Staff in schools and settings recognise the crucial correlation that exists between curriculum quality and the quality of curriculum review. Participatory approaches that incorporate the views of children and young people, parents and partners should be standard practice when schools/settings are engaged in ongoing curriculum review. Future-orientated curriculums that ensure parity of esteem for children and young people require this level of ongoing curriculum review.

As Scotland’s education reform programme continues its progress, we know that there is much anticipation about the future characteristics of qualifications and assessment in Scotland following the Independent Review of Qualifications and Assessment (IRQA) and the implications of the Independent Review of the Skills Delivery Landscape.

The IRQA reported that the narrowing of the S3 curriculum is incongruent with the aims of CfE. This national thematic inspection provides evidence that the picture of S3 curriculum-making across the country is varied, and that preparation for the senior phase can often deter secondary schools from ensuring a broad general education phase to the end of S3.

This report not only highlights Scotland’s progress in curriculum design but also looks ahead to the challenges and opportunities that lie before us.
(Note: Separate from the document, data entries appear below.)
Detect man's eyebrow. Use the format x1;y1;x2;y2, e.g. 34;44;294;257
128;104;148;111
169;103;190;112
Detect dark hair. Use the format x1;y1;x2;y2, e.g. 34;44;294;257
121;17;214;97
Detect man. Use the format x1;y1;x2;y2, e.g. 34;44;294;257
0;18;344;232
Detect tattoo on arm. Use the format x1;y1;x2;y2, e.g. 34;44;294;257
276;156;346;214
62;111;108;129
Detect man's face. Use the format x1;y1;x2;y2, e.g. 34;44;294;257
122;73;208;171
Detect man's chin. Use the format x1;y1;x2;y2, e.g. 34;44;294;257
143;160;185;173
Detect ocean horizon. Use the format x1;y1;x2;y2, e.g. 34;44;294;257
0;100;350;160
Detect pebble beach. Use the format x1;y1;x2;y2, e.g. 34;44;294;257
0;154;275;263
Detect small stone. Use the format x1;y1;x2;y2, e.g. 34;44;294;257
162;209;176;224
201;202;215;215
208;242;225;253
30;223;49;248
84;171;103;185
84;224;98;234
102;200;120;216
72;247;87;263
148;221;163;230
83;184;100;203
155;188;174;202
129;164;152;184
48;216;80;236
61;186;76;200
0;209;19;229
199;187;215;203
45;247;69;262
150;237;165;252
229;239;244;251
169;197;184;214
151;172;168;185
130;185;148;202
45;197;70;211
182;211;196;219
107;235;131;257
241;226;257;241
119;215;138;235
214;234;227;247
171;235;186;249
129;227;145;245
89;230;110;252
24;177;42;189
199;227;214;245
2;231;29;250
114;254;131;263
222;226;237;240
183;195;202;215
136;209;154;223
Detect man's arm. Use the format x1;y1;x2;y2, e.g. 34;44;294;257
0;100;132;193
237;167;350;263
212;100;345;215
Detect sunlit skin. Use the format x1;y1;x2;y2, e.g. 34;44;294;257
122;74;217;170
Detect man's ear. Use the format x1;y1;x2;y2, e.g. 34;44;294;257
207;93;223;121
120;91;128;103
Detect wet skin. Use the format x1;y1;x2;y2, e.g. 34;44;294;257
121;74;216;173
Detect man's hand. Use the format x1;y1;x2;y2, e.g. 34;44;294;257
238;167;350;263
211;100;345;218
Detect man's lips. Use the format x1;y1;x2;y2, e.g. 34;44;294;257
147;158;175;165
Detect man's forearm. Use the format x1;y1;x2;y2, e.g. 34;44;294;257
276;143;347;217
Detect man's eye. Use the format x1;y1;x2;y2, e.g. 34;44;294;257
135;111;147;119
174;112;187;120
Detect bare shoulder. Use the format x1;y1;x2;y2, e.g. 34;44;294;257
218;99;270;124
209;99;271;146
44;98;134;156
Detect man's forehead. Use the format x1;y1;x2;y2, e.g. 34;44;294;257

I hope the findings in this report will support schools, settings and their partners as they continue to review and develop their curriculum.

We as the education inspectorate now also need to do more. We are increasing our efforts through national thematic inspections to support the Curriculum Improvement Cycle. HM Inspectors look forward to continuing to work with settings, schools, local authorities and other partners, in driving further curriculum improvements for the benefit of Scotland’s children and young people.